The main reason to not use dynamic dispatch in general is that there is a performance loss by going through several pointers (The data, the vtable and then the function).

If your structure cannot be expressed using the standard dyn Trait structure, then restructuring your program should be your first try, and then developing your own (data, pointer) structure once you've convinced yourself you cannot go forward without it.

In most cases, generics are fine.

@OptimisticPeach I think he was asking the opposite, why use (data, vtable) over dyn Trait, as is the case with the types he listed.

There are a few potential uses cases for this,

  1. To have a more compact representation of the (data, vtable) pair as with tokio's RawTask

RawTask is only 1 word in size, where as fat pointers that represent trait objects are 2 words.

  1. To allow dynamically generating parts of the process. (None of the above)
  2. To control the layout (RawTask)
  3. Other optimizations (std::task::RawWaker)

With RawWaker we don't want to constrain what can be used to represent the waker, so we would like to efficiently type erase it. We have two options here, since we don't want the end product (Waker) to have any generics on it's interface:

  1. use trait objects

But there is a catch, it will require an allocation

pub trait RawWaker { ... }

pub struct Waker {
    raw: Arc<dyn RawWaker + Send + Sync>
    //   /\ this allocation, pick your favorite smart pointer

This is unacceptable, because we want to support no_std futures in environments that don't have an allocator. So how do we fix this?

  1. roll out our own trait objects

This is what Rust went with, this way you need to supply a pointer to RawWaker and a RawWakerVTable which do all the same things as a normal data pointer and vtable, but with the added bonus of not having to deal with the allocation.

Normally in std applications we do allocate using an Arc, but Rust doesn't want to compramise on no_std futures. So we must use dirty tricks like this to get things working.

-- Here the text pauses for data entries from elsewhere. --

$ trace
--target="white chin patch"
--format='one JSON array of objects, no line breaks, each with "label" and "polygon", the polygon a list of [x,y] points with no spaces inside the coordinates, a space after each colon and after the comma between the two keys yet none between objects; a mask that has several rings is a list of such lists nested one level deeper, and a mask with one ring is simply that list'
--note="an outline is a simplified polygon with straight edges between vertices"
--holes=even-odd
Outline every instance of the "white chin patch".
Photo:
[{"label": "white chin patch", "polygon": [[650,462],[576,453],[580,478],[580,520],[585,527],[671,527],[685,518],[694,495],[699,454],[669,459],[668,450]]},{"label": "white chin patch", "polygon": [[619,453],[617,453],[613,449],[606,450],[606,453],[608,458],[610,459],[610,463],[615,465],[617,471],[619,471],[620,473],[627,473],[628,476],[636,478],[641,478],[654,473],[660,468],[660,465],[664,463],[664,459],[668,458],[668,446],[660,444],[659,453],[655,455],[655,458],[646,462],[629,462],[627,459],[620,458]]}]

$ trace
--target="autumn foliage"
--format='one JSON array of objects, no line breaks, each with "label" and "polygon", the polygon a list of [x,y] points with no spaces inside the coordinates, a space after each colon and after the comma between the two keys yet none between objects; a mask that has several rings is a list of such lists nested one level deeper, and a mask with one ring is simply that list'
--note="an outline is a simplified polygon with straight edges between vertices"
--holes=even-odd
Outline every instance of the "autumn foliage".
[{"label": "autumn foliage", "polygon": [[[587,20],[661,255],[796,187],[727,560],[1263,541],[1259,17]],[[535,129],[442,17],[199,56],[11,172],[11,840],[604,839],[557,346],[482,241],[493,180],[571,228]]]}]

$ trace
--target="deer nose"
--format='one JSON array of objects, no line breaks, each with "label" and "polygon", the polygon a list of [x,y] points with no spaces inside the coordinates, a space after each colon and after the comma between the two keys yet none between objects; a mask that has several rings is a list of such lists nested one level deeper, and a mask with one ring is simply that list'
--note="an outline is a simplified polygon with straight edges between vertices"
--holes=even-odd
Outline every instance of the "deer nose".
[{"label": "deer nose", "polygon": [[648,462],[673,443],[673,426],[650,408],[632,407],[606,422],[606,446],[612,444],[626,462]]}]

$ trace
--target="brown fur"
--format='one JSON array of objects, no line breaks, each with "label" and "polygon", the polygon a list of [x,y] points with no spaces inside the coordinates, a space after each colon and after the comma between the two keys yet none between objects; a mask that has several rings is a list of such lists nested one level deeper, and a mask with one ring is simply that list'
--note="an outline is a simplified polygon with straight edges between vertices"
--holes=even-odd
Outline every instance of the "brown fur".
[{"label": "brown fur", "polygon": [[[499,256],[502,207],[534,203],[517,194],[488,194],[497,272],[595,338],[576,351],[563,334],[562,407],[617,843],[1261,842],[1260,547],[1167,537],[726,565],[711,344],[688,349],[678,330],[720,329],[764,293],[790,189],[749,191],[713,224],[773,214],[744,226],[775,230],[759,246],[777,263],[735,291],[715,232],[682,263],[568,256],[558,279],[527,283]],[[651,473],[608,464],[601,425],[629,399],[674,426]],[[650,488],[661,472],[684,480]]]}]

Note that the both components you mentioned are:

  1. Very low level so only developers of the async executor and runtime developers needs to touch them, who are expected to be used to reasoning every bits of the memory representation.

  2. Will be triggered in hot code of every async code, so optimize them would benefit the entire ecosystem.

So they're exceptionally optimized on it's every bits, by sacrificing large parts of its convenience.

Also note that those "optimizations" were not implemented at the initial version of the futures@0.1 and the tokio@0.1 and we added such hardcore optimizations based on the years of experience gathered from the use cases including the production servers. You shouldn't optimize hard without working code with profiling setup. Correct code first, make it faster next.


This topic was automatically closed 90 days after the last reply. New replies are no longer allowed.